Fifty-five gallon drums are also an option but if you are burying them they NEED to be plastic or galvanized steel to ensure against rust. They are easier to handle and probably easier to find. As with the 264 gallon totes, all one would require is a small hand-operated pump and you’re in business. if you are burying a galvanized steel drum, check for scratches or gouging in the paint and repair if necessary, as this is where rust would begin. Another option would be marine grade fuel tanks such as this Moeller 25 gallon tank.
…or this Moeller 50 gallon model. Moeller has an excellent reputation for quality and one can find strong recommendations from any number of sources.
I felt that I should mention that none of this is a consideration with pressurized LP gas, or propane as it’s more commonly known. Propane is just that, propane. Whether you buy a small canister of propane for a lantern or a large tank for your home’s central heating system there is nothing else inside the can or tank. There is no air and thus no moisture. You can go to your local Wal-Mart, purchase a dozen cans of Coleman brand propane, stick them in the corner of your garage, leave them for 30 years and the propane will burn just the same as it would have on the very day that you bought it. Bear in mind though that propane tanks will rust and that if you cache them underground, you must take every precaution to ensure that they stay dry.

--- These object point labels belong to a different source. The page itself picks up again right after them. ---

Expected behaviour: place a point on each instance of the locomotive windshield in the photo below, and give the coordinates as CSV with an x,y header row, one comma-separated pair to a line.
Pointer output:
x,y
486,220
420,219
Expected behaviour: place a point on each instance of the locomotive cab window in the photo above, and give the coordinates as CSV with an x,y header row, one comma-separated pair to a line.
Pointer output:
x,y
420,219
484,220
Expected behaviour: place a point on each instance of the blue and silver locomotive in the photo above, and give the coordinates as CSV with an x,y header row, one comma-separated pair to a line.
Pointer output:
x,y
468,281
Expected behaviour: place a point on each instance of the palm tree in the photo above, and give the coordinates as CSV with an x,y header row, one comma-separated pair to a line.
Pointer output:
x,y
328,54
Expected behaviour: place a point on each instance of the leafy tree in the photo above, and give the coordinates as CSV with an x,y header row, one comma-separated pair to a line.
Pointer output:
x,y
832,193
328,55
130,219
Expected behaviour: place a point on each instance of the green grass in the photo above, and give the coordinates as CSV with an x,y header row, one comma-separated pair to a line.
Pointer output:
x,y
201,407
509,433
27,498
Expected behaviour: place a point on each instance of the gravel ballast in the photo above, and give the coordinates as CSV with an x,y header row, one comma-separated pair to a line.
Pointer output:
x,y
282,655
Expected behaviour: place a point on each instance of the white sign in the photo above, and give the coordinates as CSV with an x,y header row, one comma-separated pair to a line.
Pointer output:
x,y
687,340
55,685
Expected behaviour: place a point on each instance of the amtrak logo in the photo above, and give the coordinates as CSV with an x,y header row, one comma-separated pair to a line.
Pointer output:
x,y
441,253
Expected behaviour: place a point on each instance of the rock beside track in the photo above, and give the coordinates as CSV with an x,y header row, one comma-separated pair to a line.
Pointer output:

Last but certainly not least, I also felt as though I should mention the possible legalities involving the underground burial of hazardous materials. Every individual is responsible for checking with his/her local, state, provincial and federal authorities regarding the regulations concerning the underground caching of petroleum-based liquid fuels and compliance with these laws is paramount. Even if this is legal in your location, and even if you are properly licensed to store fuel either above ground or underground; any leakage of petroleum products is your responsibility. No matter what country or part of the world you live in; this will probably include clean-up costs, civil penalties including fines and criminal charges involving negligence.
Obeying any relevant laws or regulations ensures both the safety of the environment and the safety of your precious fuels. Filling any type of fuel container these days is never cheap so you’ll want to be downright meticulous is choosing and placing a container.